Even more unexpected is the space Friedman gave to occupational licensing, which legal scholars had more or less ignored since Ernst Freund’s Administrative Powers over Persons and Property (1928). Not only did licensing laws construct the markets in which contracting took place; by Friedman’s third period, they backstopped the interests of consumers.
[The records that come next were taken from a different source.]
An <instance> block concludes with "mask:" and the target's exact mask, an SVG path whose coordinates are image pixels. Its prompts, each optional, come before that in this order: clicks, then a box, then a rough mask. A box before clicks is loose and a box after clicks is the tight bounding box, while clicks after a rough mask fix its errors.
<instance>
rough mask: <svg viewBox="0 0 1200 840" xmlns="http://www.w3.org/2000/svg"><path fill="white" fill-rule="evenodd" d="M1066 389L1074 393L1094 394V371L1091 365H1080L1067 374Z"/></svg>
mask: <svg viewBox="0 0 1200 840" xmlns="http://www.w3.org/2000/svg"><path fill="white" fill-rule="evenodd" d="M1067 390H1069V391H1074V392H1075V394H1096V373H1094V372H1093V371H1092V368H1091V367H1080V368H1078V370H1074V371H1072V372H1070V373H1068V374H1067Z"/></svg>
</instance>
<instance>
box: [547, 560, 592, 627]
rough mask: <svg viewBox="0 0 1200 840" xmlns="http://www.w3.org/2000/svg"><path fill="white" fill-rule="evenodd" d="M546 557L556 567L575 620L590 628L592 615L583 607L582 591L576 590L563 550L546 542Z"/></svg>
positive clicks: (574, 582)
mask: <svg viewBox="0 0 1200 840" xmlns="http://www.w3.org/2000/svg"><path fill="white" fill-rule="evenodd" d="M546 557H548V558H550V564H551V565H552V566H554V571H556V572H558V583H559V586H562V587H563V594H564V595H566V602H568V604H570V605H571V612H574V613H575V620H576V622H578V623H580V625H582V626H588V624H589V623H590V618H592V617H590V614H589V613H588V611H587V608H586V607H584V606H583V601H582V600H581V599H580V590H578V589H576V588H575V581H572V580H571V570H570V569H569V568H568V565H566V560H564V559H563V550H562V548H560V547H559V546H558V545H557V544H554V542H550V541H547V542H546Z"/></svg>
After noting that “an auto dealer’s license might be revoked for willful ‘failure to perform any written agreement with any retail buyer,’” he brought his point home with a dagger thrust to one of a doctrinally oriented Contracts scholar’s more sacred cows. “Holmes said, in 1897, that ‘The duty to keep a contract at common law means a prediction that you must pay damages if you do not keep it–and nothing else,’” Friedman wrote. “But the legislature did not read Holmes.”
Macaulay concludes his foreword with a tip for reading his friend and colleague: “If you keep in mind Friedman’s sense of humor well mixed with anger at stupidity that hurts people, you can understand him better.” Of the many reasons to discover or rediscover Contract Law in America, the chance to observe that sensibility at work is among the best.